The FDA, he said, recognizes there is a gap in their understanding of whether these products have a real-world, meaningful effect on opioid misuse and abuse. At the July 10-11 meeting, the FDA will engage external thought leaders to discuss how to better “evaluate the impact of these products in the real world.” There is a link in the statement to an issues paper that outlines some of the existing regulatory and public health challenges they face.

Opioid formulations with properties designed to deter abuse are not abuse-proof or addiction-proof. These drugs can still be abused, particularly orally, and their use can still lead to new addiction. Nonetheless, these new formulations may hold promise as one part of a broad effort to reduce the rates of misuse and abuse. One thing is clear: we need better scientific information to understand how to optimize our assessment of abuse deterrent formulations; and I look forward to a productive discussion on how to best tackle this challenge.

Sidney Wolfe, the founder of and senior advisor to Public Citizen’s Health Research Group supported the FDA request for Endo to remove Opana ER from the market. He also said the FDA had enough information before its approval in late 2011 to “reject the drug as possibly more dangerous than its older … version.” He was a member of the FDA’s Drug Safety and Risk Management Advisory Committee at the time, but for some reason, the approval decision was not presented to the Committee. Had the Committee advised rejecting the drug, and the FDA followed the Committee’s advice in 2011, the adverse effects leading the current request could have been avoided.

In addition to FDA’s serious mistake in approving the OPR version, Endo’s defiant response yesterday that they would not necessarily take this more dangerous form of the drug off the market is reckless. In proportion to how many people will use and, in many cases abuse the drug, causing deaths, hospitalizations and other preventable between yesterday’s FDA decision and the ultimate, but certain forced removal of the drug, Endo will be exposed to many product liability lawsuits from those damaged or their surviving families.
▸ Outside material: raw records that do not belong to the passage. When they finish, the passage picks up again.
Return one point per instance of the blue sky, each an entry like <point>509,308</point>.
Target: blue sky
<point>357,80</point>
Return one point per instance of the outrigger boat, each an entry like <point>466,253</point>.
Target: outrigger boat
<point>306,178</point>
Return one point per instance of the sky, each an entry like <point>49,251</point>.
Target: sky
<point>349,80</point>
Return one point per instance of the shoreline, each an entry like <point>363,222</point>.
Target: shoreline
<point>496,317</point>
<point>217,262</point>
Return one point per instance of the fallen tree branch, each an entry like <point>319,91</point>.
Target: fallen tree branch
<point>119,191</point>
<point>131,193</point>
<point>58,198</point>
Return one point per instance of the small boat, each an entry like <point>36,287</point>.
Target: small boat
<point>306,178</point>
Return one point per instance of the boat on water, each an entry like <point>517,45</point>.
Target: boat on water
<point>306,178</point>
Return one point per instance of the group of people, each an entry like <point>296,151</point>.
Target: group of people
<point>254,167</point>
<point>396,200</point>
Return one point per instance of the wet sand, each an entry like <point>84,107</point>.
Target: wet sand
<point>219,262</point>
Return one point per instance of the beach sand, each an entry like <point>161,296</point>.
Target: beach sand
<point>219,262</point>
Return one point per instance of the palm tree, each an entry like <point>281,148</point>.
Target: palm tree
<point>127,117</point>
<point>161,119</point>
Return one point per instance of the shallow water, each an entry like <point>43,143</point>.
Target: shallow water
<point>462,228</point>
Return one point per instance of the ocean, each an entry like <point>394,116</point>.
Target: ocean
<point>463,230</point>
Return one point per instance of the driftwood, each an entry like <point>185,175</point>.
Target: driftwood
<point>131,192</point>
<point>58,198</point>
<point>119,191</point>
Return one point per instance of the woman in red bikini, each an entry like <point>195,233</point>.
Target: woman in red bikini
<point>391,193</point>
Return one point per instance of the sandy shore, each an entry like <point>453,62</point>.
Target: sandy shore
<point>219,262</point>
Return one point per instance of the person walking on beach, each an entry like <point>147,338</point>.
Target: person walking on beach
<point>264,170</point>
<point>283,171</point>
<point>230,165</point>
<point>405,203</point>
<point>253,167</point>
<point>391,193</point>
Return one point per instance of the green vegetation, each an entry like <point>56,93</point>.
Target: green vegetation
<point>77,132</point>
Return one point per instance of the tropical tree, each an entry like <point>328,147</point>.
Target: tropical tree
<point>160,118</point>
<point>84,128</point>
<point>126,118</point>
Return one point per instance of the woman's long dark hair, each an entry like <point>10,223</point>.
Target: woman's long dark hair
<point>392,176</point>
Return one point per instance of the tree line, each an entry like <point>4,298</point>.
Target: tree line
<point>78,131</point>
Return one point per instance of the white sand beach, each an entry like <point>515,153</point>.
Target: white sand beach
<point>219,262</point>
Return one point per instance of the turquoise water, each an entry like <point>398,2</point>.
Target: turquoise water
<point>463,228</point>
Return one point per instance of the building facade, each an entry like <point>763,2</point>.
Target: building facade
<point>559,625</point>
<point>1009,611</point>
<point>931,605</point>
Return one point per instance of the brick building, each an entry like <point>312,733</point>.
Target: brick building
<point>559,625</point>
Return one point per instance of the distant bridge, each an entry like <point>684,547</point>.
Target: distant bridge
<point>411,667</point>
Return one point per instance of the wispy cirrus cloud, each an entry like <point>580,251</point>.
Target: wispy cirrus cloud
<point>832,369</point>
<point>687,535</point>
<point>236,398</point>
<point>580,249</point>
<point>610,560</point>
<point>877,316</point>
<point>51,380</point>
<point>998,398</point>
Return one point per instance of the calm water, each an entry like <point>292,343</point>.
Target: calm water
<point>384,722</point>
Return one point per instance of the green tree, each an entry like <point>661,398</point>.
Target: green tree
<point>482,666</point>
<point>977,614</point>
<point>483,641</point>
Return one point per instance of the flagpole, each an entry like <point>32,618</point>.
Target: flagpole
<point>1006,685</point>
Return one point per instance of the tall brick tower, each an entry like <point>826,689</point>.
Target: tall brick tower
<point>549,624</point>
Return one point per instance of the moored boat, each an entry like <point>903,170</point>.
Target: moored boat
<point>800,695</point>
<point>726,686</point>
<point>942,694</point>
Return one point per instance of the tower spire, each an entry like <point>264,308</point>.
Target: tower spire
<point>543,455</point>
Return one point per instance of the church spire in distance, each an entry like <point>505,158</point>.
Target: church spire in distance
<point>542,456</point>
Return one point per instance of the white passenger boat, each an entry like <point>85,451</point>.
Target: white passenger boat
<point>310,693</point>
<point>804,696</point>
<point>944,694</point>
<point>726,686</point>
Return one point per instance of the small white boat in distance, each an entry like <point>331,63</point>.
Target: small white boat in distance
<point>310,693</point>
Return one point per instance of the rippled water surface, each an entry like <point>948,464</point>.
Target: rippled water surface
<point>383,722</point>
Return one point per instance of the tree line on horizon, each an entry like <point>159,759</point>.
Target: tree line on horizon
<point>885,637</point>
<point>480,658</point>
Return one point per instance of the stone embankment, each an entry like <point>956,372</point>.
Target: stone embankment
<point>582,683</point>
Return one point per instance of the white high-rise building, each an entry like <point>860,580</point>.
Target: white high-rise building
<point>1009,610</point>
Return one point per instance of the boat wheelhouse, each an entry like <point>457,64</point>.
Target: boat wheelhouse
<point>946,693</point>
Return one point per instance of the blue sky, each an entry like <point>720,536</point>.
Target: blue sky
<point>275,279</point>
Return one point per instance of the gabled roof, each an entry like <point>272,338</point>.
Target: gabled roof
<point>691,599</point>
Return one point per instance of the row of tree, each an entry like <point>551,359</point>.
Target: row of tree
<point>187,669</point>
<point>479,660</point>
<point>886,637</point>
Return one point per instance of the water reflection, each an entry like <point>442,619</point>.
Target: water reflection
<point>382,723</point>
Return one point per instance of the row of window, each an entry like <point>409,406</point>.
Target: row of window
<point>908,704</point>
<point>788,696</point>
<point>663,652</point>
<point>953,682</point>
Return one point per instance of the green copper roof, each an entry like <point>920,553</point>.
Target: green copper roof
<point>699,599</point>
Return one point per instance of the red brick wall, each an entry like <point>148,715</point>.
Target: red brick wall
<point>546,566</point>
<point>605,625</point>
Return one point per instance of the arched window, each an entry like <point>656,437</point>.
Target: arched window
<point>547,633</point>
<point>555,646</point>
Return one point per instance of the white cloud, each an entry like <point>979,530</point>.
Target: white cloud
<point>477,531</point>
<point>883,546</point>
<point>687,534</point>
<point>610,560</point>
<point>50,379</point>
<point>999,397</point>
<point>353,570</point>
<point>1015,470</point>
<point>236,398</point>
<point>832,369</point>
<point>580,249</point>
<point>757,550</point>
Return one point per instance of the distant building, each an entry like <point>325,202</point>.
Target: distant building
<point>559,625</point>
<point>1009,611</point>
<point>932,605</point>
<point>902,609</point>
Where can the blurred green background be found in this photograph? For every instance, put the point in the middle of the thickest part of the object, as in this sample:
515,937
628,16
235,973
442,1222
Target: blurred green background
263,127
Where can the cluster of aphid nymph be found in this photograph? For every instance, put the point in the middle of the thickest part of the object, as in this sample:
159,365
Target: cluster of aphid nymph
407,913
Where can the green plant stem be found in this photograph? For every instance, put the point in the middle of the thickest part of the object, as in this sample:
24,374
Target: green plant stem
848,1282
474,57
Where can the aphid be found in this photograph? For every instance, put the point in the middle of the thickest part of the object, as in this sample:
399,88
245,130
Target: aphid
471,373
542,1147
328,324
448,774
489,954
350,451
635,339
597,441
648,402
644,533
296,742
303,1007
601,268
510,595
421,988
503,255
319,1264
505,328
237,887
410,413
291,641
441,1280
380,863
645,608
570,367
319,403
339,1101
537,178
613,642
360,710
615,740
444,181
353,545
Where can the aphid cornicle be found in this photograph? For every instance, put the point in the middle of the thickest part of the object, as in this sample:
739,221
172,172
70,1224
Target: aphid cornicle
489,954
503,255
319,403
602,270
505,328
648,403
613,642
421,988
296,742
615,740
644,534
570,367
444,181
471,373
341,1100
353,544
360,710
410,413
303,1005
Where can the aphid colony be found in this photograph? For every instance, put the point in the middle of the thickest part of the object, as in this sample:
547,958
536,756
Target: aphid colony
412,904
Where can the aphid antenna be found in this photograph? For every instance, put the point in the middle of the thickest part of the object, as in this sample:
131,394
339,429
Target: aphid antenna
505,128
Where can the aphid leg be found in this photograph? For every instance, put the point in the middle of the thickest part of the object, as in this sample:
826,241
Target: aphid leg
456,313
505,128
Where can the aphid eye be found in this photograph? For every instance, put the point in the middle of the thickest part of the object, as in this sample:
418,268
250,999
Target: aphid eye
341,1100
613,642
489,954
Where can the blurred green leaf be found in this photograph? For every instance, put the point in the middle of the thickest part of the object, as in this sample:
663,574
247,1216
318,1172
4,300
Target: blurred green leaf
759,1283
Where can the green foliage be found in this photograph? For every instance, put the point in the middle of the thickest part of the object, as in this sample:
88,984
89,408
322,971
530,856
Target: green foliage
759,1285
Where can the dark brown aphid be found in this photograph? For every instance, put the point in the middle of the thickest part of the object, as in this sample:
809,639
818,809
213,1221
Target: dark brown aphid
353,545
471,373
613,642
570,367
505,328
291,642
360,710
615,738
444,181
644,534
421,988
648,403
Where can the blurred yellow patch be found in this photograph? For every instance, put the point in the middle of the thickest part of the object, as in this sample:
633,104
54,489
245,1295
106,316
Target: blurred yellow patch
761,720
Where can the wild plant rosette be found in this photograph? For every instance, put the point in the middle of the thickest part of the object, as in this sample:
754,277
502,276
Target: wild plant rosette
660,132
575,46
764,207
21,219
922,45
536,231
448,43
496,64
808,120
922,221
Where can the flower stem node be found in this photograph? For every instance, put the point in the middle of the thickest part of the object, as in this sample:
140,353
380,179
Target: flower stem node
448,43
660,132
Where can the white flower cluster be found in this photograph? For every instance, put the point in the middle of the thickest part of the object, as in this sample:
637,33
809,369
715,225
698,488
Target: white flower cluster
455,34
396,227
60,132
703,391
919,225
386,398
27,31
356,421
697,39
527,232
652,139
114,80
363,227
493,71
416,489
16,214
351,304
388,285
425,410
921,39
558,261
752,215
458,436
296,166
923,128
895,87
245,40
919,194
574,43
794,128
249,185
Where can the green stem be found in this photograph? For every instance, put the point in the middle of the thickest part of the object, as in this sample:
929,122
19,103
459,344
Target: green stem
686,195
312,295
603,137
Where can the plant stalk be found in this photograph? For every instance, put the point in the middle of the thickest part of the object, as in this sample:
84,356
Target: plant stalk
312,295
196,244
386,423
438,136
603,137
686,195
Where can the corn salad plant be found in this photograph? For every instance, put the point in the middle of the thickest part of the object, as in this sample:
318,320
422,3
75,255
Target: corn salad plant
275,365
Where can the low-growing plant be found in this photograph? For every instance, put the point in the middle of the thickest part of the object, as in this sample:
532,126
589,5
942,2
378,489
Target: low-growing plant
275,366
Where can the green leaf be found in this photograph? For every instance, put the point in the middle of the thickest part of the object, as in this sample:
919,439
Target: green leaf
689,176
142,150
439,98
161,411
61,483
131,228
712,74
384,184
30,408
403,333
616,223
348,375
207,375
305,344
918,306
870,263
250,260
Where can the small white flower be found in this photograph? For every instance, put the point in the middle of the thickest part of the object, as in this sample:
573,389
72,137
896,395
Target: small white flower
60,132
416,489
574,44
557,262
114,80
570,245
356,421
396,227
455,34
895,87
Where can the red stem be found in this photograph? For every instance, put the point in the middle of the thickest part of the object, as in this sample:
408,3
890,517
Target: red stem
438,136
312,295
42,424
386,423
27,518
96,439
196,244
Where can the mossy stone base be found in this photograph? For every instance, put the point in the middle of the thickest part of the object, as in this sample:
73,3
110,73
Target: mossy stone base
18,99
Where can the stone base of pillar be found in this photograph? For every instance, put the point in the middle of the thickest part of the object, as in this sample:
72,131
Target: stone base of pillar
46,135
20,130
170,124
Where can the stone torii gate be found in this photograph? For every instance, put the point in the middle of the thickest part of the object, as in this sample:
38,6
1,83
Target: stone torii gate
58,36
Endo suffered some significant financial withdrawal symptoms after the FDA request. The company’s shares were down more than 12% afterwards, according to Fortune. A financial analyst for RBS Capital Markets referred to Opana ER as a “declining asset” with sales expected to fall to $97 million in 2019 from an estimated $134 million in 2017. But Endo seems to have counted the potential future cost if it challenged the FDA recommendation and fought to keep Opana ER on the market. On July 6, 2017, Endo International announced it would voluntarily withdraw Opana ER from the market.

Ed Silverman reported for STAT News that Endo executives “blinked” by saying they were reconsidering their initial statement that they would review the FDA request and evaluate “the full range of potential options.” Silverman noted Opana ER hadn’t been a huge seller for Endo. And it seems the FDA request would impact sales even further. It only generated around $159 million in revenue in 2016. Through the first quarter of 2017, sales were $35.7 million, down from almost $44.7 million in the first quarter of 2016. Given the adverse impact on public health, and the potential for future product liability lawsuits, Endo did the right thing in deciding to go “cold turkey” with Opana.